Lineage Logistics warehouse. Boxes on pallets and multiple truck garage doors are lined up in rows. Lineage Logistics operates four massive warehouses in the Lower Mainland where energy use has been decreased through LED upgrades, continuous energy-use monitoring, variable-speed drives in fan motors, and other measures.

Lineage upgrades efficiencies, reduces peak time energy usage

As the guy who oversees Lineage operations from B.C. to Winnipeg, Arseneault is a trained electrician with a diverse background that includes 10 years in Canada's navy and another 10 years building yachts, where he became a proponent of energy efficient systems including variable frequency drives (VFD).

Arseneault's passion for electricity conservation runs from his efforts at home — he was an early adopter of LED lighting — to the workplace, where the payoffs in energy savings runs to the tune of 473,000 kW hours per year in LED upgrades alone. Those lighting upgrades never cease: backed by BC Hydro incentives, the warehouses have done upgrades from T8 lamps to smaller T5s, then to LED and then later to more efficient LEDs.

One of the Lineage sustainability team’s first moves was to ensure that each warehouse added a system to continually monitor energy use. Sustainability leads also do regular facility walks with staff to check that all systems are working as they should. Warehouses are filled with energy-intensive refrigeration systems, fans and compressors, increasingly run by motors that rely on variable speed drives (VFDs) to help reduce power consumption.

Lineage has worked closely with us not just on how much electricity they use, but also on when they use it. As part of a demand response refrigeration trial, Lineage earned incentives of over $120,000 for reducing their demand to help take pressure off our electricity grid during peak periods of usage, such as during cold winter evenings or very hot summer evenings.

While the refrigeration trial has ended, Lineage is now part of our demand response for business program. When we provide Lineage with the heads-up about a scheduled demand response event, they use demand response controls to prescribe when they dial back power use, by how much, and for what length of time.

"The easiest time for us for demand response is in winter, while summers are more difficult," says Arseneault. "At one of our facilities, for example, we usually can’t join these events during blueberry season.
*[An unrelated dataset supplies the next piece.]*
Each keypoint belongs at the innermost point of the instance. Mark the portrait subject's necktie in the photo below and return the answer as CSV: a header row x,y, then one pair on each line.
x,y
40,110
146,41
But we've gone to our customers and asked if they can work with our demand response schedule, and believe it or not, they're happy with that. We’ve found some solutions to handle our blast freezing of blueberries during demand response events."

In the summer of 2024, Lineage reduced their peak demand an average of 39% per site, and last winter, peak demand was trimmed an average of 54%.

'Eliminating waste and saving energy is in our DNA'

Lineage pushes Arseneault and his team to look at each building as an ecosystem, with a focus on thermal efficiencies, lighting and the little things that add up, such as putting monitors on refrigeration doors to ensure they're never left open too long.

"Eliminating waste and saving energy is in our DNA," says Arseneault.

The logistics industry is continually finding ways to make each transport and storage process more efficient. It's vital that drayage, the short-distance transport of shipping containers from a port or railyard to a cold storage warehouse, is done in a way that prevents spoilage, delays, and extra fees. Less-than-truckload (LTL) consolidation is another process that combines multiple smaller shipments into a single, larger, refrigerated truckload to reduce costs and increase efficiency.

At Lineage's transport hub, a warehouse on Derwent Way in Delta, we've helped set up access to clean electricity for parked, refrigerated trailers either waiting to be unloaded or awaiting pickup by a truck for transport. Instead of keeping things cold by running a diesel engine, refrigeration is powered by clean electricity.

"Energy management is big for us because we know that it takes a lot of energy to grow food, keep it cold and safe on its journey to people's plates," says Wiese. "It takes fuel to power the trucks that are taking it to grocery centres and into retailers. So we look at the whole system and ask ourselves: "How can we make it better? How can we make it more efficient?"